When employers must remit income and FICA tax withholdings

Understanding when withholding obligations arise leads to a related question of when the employer must remit its tax withholding obligations. Applicable regulations provide that once employers must remit employment taxes to the IRS within one business day after an employer accumulates $100,000 or more of employment taxes on any given day. In the memo, the IRS held that when this rule is triggered from the exercise or vesting (or share settlement initiation date) of stock-settled awards, the employer must remit the employment taxes within one business day of such date, not the date the shares actually are delivered. In other words, the employer may be required to remit employment taxes to the IRS before the shares are deposited in the participant’s brokerage account.

Unfortunately, this holding raises a couple of practical questions. One is whether a company that normally sells the shares to cover the tax withholding obligation would have the cash necessary to pay the employment taxes. Another question is whether the payment of employment taxes before actual withholding could be considered a personal loan form the company to the participant. If the participant is an executive officer, such a loan could violate applicable securities laws.

Interestingly, several years ago, the IRS issued a directive in which it said that it would not challenge the timeliness of employment tax remittances with respect to NSOs so long as the remittances were (i) made within one business day of settlement and (ii) still occurred within three business days of exercise.
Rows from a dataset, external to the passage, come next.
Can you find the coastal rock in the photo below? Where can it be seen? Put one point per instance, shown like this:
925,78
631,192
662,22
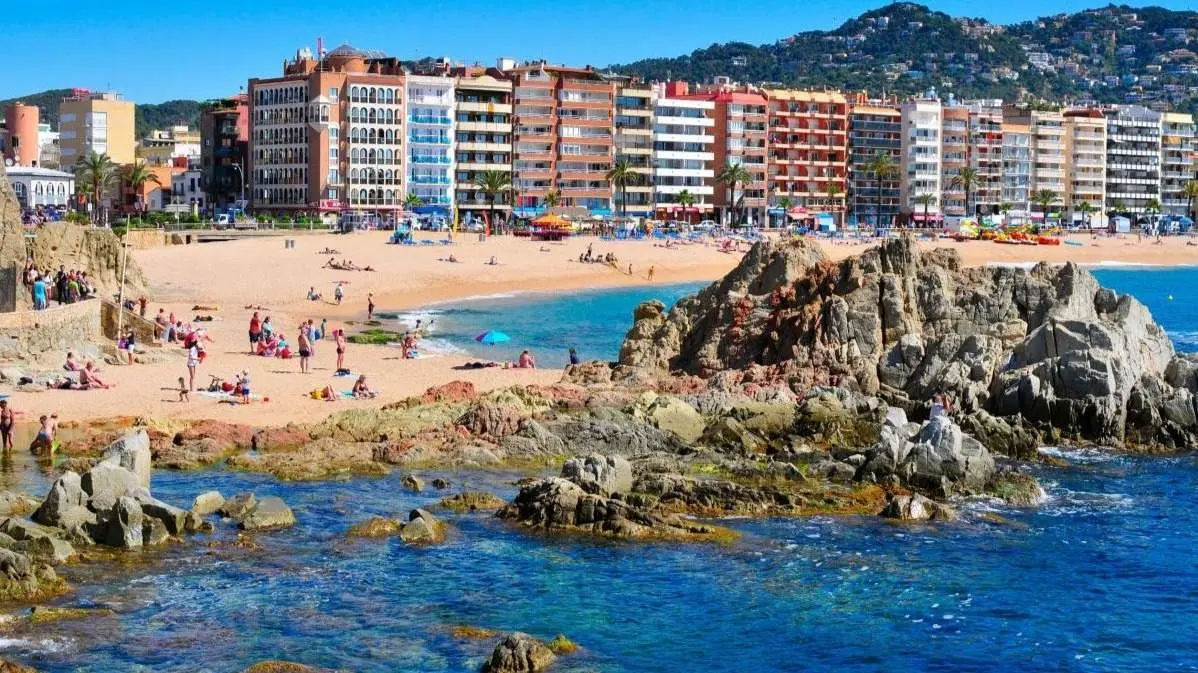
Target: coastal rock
600,474
66,495
132,452
560,504
268,513
237,507
207,502
108,481
125,529
519,653
1045,345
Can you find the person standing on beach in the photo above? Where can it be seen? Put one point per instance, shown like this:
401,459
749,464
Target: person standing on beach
255,332
304,345
339,339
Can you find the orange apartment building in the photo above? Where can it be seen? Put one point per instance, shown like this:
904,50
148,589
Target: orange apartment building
327,135
808,150
564,137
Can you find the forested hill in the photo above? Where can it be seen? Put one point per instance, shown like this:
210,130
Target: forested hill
1112,54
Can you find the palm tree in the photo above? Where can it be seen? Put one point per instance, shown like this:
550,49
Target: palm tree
94,175
622,175
135,175
492,183
1044,198
964,180
925,200
731,176
882,167
833,191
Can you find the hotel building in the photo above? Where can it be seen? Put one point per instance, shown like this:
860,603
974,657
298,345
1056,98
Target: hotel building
873,129
808,147
1085,174
1016,168
683,153
634,144
224,146
1133,158
1179,151
564,137
96,122
483,139
920,170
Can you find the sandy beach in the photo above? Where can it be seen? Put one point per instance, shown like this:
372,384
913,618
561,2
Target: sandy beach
261,272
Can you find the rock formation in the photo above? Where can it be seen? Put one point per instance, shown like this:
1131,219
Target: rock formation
1027,355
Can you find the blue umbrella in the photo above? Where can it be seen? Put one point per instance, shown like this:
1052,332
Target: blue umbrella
491,338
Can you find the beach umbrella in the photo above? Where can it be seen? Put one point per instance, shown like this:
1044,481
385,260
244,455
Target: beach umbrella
491,338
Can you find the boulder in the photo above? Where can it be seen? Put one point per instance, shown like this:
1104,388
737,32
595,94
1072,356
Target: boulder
600,474
132,452
106,483
237,507
519,653
65,495
268,513
207,502
126,527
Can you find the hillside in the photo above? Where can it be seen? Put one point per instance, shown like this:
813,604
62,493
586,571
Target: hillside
149,115
1112,55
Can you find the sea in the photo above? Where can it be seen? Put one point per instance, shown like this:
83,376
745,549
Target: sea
1100,577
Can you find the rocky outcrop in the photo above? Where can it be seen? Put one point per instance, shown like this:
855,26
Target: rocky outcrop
1042,350
519,653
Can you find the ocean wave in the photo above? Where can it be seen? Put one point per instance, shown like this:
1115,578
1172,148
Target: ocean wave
1085,456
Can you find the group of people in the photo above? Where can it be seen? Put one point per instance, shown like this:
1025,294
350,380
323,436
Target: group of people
64,286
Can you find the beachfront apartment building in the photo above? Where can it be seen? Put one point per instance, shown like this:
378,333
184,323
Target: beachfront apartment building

The memo is not entirely clear on whether the IRS will still abide by that directive (let alone expand its application to SARs and RSUs), or whether the Memo effectively reverses that directive.

Next steps for employers

The memo provides important guidance and requires employers to make the following decisions:

  1. Are stock-settled RSUs deferred compensation or not?
  2. When do income and FICA tax withholding obligations arise with respect to stock-settled awards?
  3. What amount should be recognized in gross income (and taken into account as wages) on the date that the employment tax obligations arise?
  4. When must the employer remit its withholding obligations?

Employers should consult with legal counsel to determine the position it will take with respect to the timeliness of employment tax remittances for these awards.